De acordo com a mãe da vítima de 42 anos que preferiu não se identificar, por volta de 0h de sexta-feira (28) a direção do Centro entrou em contato para avisar que o jovem havia sido levado ao Hospital e Pronto-Socorro João Lúcio. No local, uma assistente social teria contado uma versão diferente sobre o caso.

“Ela disse que ele se machucou enquanto jogava bola. Só quando falei com ele pude saber o que realmente aconteceu. Ele disse que um policial bateu nele com um cassetete por causa de uma briga começada por outro grupo. Ele chegou a entrar em convulsão e quase morreu”, diz.

Antes da ocasião, a Rocam teria participado levando todos os internos à quadra e ordenado que se organizassem em fileiras para fazer uma vistoria. Lá, um desentendimento entre um grupo teria motivado os policiais a interferirem agressivamente. “Todos do Centro dizem que ele é um menino bom, um menino estudioso. O que os policiais fizeram foi errado pois o meu filho não tinha nada a ver com a briga”, afirmou.

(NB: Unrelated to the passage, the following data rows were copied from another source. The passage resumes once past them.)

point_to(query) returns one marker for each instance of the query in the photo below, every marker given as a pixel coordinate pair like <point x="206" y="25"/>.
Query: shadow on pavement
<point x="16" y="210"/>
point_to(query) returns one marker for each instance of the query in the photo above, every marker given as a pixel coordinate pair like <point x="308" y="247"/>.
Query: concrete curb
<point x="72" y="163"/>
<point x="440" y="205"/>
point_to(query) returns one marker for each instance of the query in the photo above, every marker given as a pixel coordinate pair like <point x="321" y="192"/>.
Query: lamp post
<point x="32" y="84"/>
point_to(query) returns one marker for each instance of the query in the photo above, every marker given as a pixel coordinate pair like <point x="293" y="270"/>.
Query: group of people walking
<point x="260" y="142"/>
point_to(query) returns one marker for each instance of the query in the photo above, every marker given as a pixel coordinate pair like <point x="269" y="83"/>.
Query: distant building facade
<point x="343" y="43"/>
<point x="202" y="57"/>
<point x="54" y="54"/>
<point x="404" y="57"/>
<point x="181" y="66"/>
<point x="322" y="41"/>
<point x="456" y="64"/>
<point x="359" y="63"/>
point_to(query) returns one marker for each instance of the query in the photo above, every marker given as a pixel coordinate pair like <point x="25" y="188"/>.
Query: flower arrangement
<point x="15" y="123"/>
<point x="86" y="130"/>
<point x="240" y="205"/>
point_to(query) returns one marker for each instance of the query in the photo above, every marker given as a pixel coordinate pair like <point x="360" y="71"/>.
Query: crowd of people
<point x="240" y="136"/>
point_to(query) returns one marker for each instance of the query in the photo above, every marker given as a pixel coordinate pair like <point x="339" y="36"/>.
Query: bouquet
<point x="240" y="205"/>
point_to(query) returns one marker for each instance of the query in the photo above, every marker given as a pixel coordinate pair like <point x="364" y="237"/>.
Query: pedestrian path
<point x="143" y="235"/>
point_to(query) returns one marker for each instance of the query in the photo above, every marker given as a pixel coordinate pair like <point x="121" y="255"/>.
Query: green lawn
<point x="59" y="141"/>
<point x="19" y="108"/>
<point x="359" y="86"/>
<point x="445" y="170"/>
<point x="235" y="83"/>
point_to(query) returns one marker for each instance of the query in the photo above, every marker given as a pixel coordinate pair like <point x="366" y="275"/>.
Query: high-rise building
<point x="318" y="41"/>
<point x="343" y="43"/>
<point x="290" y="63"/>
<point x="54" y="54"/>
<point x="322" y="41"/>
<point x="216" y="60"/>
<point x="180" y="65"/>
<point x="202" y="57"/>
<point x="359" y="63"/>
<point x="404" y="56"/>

A mãe do jovem mora no bairro Tancredo Neves, Zona Leste de Manaus. O adolescente cumpre medida socioeducativa há três semanas por ter participado de um assalto no ano passado que, segundo a mulher, teria acontecido após envolvimento com uma quadrilha da Zona Leste.

O adolescente continua internado no HPS João Lúcio e de acordo com a mãe, ele apresentou dormência em dois dedos, porém continua falando e andando normalmente. O garoto foi transferido para um quarto nesta segunda-feira (31) e está recebendo auxílio de monitores do Centro Socioeducativo.

Procedimento inadequado

Segundo a Seas, o procedimento adotado pelos policiais foge das regras. “O método certo seria os próprios monitores realizarem a vistoria, não os policiais. O que ocorreu foi um caso isolado no Centro e a Secretaria condena qualquer tipo de agressão contra os internos”, disse.

A diretora do Centro Socioeducativo Dagmar Feitosa, Matilde Ezagui, se pronunciou por meio da Secretaria, a qual informou que um relatório do ocorrido foi encaminhado na sexta-feira para a secretária executiva da Seas, Graça Prola, e ao Comando-Geral da PM.  

De acordo com o comandante da Rocam, Major Álvaro Cavalcante, a polícia desconhece o caso isolado do jovem e disse que se houve excesso por parte de algum policial, o caso será averiguado. “Às vezes o menor se vitimiza para culpar o policial e o Estado. A Rocam foi chamada e durante a confusão eles mesmos se agrediram, porém se aconteceu algum tipo de abuso, o Comando irá apurar”, informou.